CNS = central nervous system.

3.5. Management

Managing HAND involves a comprehensive approach to optimize ART, address comorbid conditions, and provide supportive care. This section provides a detailed overview of the management strategies employed in treating HAND, drawing on relevant studies and research findings.

3.5.1. Antiretroviral therapy.

ART remains the cornerstone of the treatment of HAND. It serves multiple purposes:

Viral suppression: ART aims to achieve and maintain viral suppression, reducing the replication of HIV in both the systemic and CNS compartments. Effective viral suppression helps slow HAND progression by reducing neuroinflammation and neuronal damage.[34]

CNS-penetrating ART: Some antiretroviral drugs have better penetration into the CNS. These drugs, such as efavirenz or raltegravir, are designed to cross the BBB more effectively, which is crucial for targeting the virus within the CNS.[35]

Early initiation: Initiating ART as early as possible after HIV diagnosis is recommended to prevent the development or progression of HAND. Early treatment can preserve cognitive function and improve long-term outcomes.[36]

3.5.2. Antioxidants.

Antioxidants have gained attention as potential adjunctive therapies for HAND due to their neuroprotective properties. Examples of antioxidants studied in the context of HAND include:

N-Acetylcysteine: N-acetylcysteine is a promising antioxidant that may help reduce oxidative stress and inflammation in the brain. It has been investigated for its potential to mitigate cognitive impairment in individuals with HAND.[37]

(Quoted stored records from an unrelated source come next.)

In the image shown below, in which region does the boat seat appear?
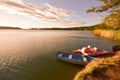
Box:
[72,54,82,60]
[62,53,69,58]
[86,56,93,61]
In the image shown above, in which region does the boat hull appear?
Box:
[56,52,98,65]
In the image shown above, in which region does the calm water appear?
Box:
[0,30,117,80]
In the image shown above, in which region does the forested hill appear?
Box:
[0,26,22,29]
[31,26,95,30]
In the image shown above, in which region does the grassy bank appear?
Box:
[93,29,120,40]
[74,52,120,80]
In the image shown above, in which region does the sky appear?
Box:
[0,0,106,28]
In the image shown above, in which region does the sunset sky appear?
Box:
[0,0,106,28]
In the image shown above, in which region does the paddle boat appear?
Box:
[73,48,109,57]
[56,52,98,65]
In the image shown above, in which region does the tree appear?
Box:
[87,0,120,29]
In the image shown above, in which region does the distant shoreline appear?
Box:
[0,26,93,30]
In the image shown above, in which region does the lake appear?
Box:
[0,30,117,80]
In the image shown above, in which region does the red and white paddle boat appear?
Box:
[73,47,109,57]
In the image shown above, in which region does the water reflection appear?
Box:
[0,30,116,80]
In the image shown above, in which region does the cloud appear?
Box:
[0,0,83,27]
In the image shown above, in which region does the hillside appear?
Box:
[74,51,120,80]
[0,26,21,29]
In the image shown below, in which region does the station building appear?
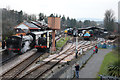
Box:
[14,21,48,35]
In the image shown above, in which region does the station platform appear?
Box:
[0,49,37,75]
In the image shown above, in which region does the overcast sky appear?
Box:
[0,0,120,19]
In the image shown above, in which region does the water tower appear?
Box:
[48,17,60,51]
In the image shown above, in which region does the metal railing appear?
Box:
[99,75,120,80]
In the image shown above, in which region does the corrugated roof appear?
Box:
[23,21,40,29]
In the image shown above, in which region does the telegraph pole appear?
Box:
[73,29,78,58]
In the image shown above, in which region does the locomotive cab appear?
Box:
[6,36,22,53]
[35,31,51,51]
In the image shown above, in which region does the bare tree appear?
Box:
[104,10,115,32]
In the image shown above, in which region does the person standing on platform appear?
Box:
[75,64,80,78]
[95,45,98,53]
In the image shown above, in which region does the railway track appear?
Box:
[20,41,96,79]
[0,34,63,66]
[2,41,98,79]
[2,52,43,79]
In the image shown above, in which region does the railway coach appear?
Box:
[6,30,52,54]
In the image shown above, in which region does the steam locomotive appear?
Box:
[6,30,52,54]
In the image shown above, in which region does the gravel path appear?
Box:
[79,49,112,78]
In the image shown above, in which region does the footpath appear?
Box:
[79,49,112,78]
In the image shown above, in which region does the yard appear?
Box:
[98,51,118,75]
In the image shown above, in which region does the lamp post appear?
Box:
[73,29,78,58]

Coenzyme Q10: Coenzyme Q10 is another antioxidant that has been explored for its neuroprotective effects.[38] It may help combat oxidative damage to neurons and slow the progression of HAND.

Omega-3 Fatty Acids: Omega-3 fatty acids, found in fish oil, have anti-inflammatory properties and may offer some cognitive benefits. Research is ongoing to determine their efficacy in HAND.[38]

3.5.3. Psychostimulants.

Psychostimulants are medications that may be considered in managing HAND, primarily to address cognitive deficits, including problems with attention and concentration. Examples of psychostimulants include:

Methylphenidate: Methylphenidate, commonly used to treat attention deficit hyperactivity disorder (ADHD), has been studied in individuals with HAND. It may improve attention and cognitive function.[39]

Modafinil: Modafinil is another psychostimulant investigated for its potential to enhance alertness and cognitive performance in individuals with HAND.

3.5.4. Cognitive rehabilitation.

Cognitive rehabilitation programs are essential components of HAND management. These programs involve cognitive training and strategies to help individuals with HAND improve their daily functioning, memory, and problem-solving skills.[40]

3.5.5. Comorbid condition management.

Efficient management of comorbid conditions such as depression, anxiety, substance use disorders, and cardiovascular risk factors is crucial. Treating these conditions can indirectly improve cognitive function and overall well-being.[40]

3.5.6. Supportive care.

Supportive care measures, including mental health counseling, occupational therapy, and social support, are integral in addressing the mental health implications of HAND and enhancing the quality of life for affected individuals.[39]

Lastly, the treatment of HIV-associated neurocognitive disorders (HAND) is multifaceted. ART remains fundamental for viral suppression and CNS protection. Adjunctive therapies like antioxidants and psychostimulants are being explored for their potential benefits. Cognitive rehabilitation, comorbid condition management, and supportive care are crucial in optimizing cognitive function and overall well-being in individuals with HAND. Personalized treatment plans should be developed in consultation with healthcare providers to address the specific needs of each individual.

3.6. Mental health implications

HAND have significant mental health implications for individuals with HIV. Cognitive impairment can profoundly impact various aspects of mental well-being, including emotional functioning, quality of life, and overall psychological adjustment. This section provides a detailed overview of the mental health implications associated with HAND, drawing on relevant studies and research findings.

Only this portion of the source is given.